In 1994, this target was found to show emission line features in the calcium H and K lines. It was classified as a K-type star with high proper motion in 1986. Data from the ROSAT satellite showed significant X-ray emission. In 1999, it was shown to be a near-contact eclipsing binary star system by R. M. Robb and associates, with an orbital period of 0.30855 days. The shape of the light curve suggested the presence of one or more star spots on the cooler component. A flare event was observed on November 22, 2008, indicative of a high level of magnetic activity.

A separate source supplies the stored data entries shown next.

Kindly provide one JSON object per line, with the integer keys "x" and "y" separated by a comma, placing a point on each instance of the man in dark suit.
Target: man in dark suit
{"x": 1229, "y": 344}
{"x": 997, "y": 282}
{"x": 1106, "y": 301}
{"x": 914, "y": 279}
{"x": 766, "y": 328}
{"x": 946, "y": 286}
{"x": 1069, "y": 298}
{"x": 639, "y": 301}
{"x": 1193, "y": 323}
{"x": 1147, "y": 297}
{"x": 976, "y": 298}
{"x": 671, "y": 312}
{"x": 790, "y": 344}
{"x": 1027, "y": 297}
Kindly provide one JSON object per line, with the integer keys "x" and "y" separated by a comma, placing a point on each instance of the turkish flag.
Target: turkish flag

Combining photometric results across several years demonstrated that the light curve is highly variable, with star spot activity on both components. This varied over time in quantity, size, and location. This is a detached binary system with the components in near contact at a separation of just two solar radii. As of 2007, the period of the system is decreasing over time at a rate of about −8.6e−7 d·yr^{–1}. The primary component has 68% of the mass of the Sun and 73% of the Sun's radius; the cooler secondary has 47% of the mass and 52% of the radius of the Sun. Both components are slightly evolved main sequence stars. The system has an activity cycle estimated at 14.74±0.84 years.

Evidence from O–C diagrams suggests there is a third component to this system, orbiting the inner pair with a period of 9.79±0.60 years on an eccentric orbit. This body has less than 62% of the mass of the Sun.